For this reason, he simply stood beside Sydney's bed watching her, rather than taking a seat in the chair directly beside the bed. As he'd feared, the horrible burns she had suffered a year before had left her hands with scars. He couldn't take his eyes off of them for nearly five minutes. After this, he looked around the room, taking in all the details he could in just a couple of minutes. The majority of things were roughly the same as they were the last time he had been here. There were some new things, though. New curtains at the window, a quilt he'd never seen before folded up on the end of the bed. What caught his attention most, though, was a picture in a wooden frame resting on the nightstand.
A picture of himself.
If he'd needed any further confirmation of how deeply Sydney had been wounded in the past year, that photograph sitting where it was provided it. Never before had Sydney had any pictures of him anywhere in evidence in this house. And now, here one was, in the room where he suspected she spent many of her waking hours as well as her sleeping ones. He dared take a couple of steps closer to the bed, when Sydney suddenly stirred in her sleep. He froze, simply watching her again. She whimpered softly in her sleep, then spoke just four tearful words.
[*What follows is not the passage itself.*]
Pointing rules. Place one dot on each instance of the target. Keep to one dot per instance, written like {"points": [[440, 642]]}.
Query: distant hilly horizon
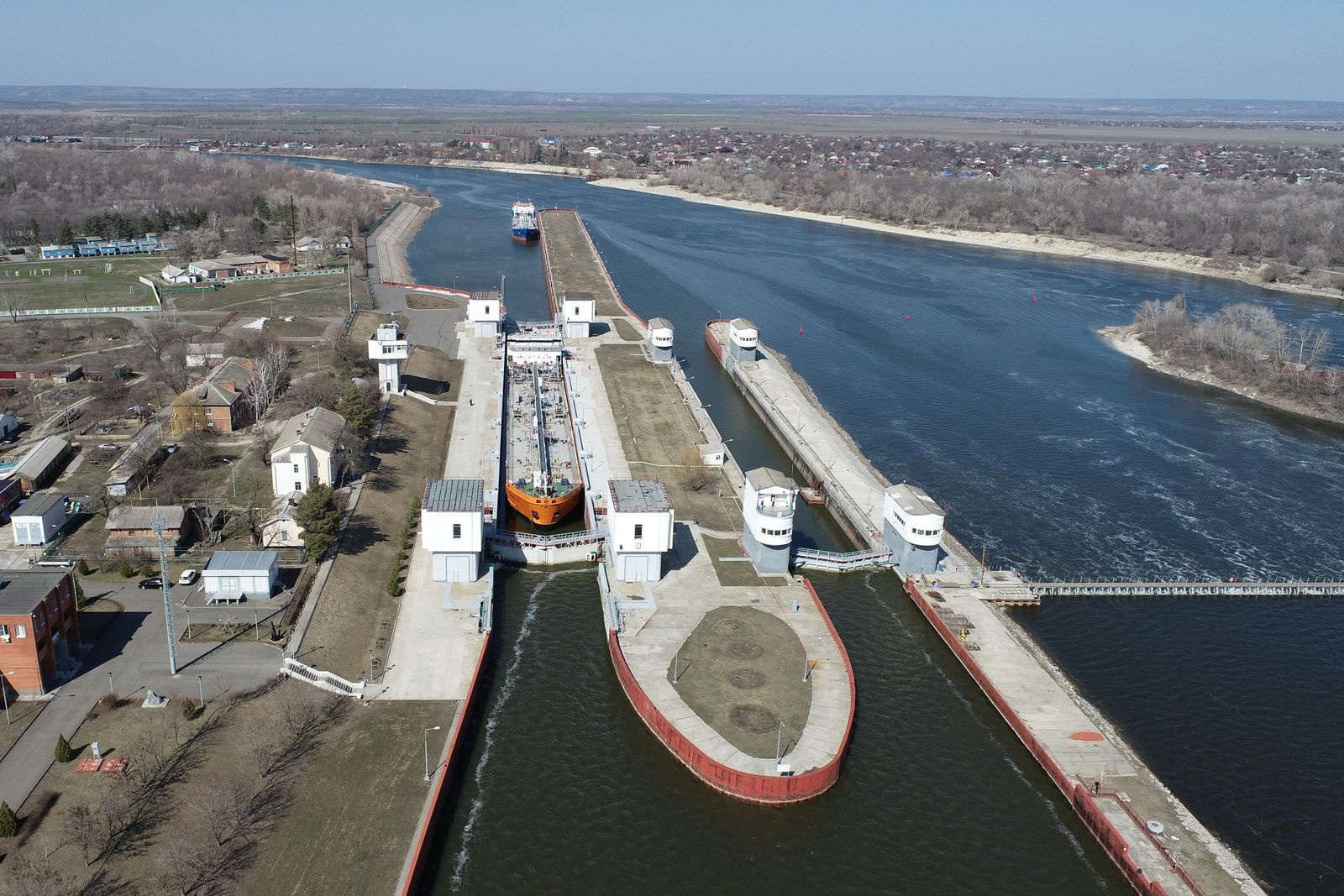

"I love you, Daddy." The words were so soft that noone on the other side of the door could have heard them. Sydney tossed restlessly for a few moments, and a tear slipped quickly down each cheek. She didn't wake up, though, and once Sydney had become still and quiet again, her observer dared to speak. His words were likewise in a barely audible whisper.
"Daddy loves you too, Sydney. Very, very much."
With those few words, Jack Bristow turned and exited his daughter's room the way he had come in. He slid the window shut behind himself, then went off into the darkness. Now, he could at last get a few hours rest. When Sydney was ready, he would reveal himself to her. He didn't know how long it would be until that time came, but he was willing to wait for as long as it took. She'd been through so much, he wanted to be absolutely sure she was prepared before he came back into her life. She would have so many questions.... dozens upon dozens of questions. Right now, Jack was as unprepared to give the answers as Sydney was to ask the questions.
Despite the clear evidence of her burns, Sydney had looked so beautiful, lying there fast asleep. Jack had never told his daughter this, but often when he was home, throughout her childhood, he'd come in and watch her sleep, just as he had tonight. He would stand beside her small bed and marvel at the simple fact that she existed... and she was his daughter. A daughter that needed him more often than he was able to be with her, and who bitterly resented his absences.
Now, things were different. Sydney still needed him, that was true. What had changed was the fact that Jack refused to allow anything to keep him apart from his daughter from now on. Even though Sydney would not see him in person for quite some time to come, he would be watching over her, loving her from afar. And thanking her silently for giving him a reason to fight to come back home again.
For giving him a reason to live.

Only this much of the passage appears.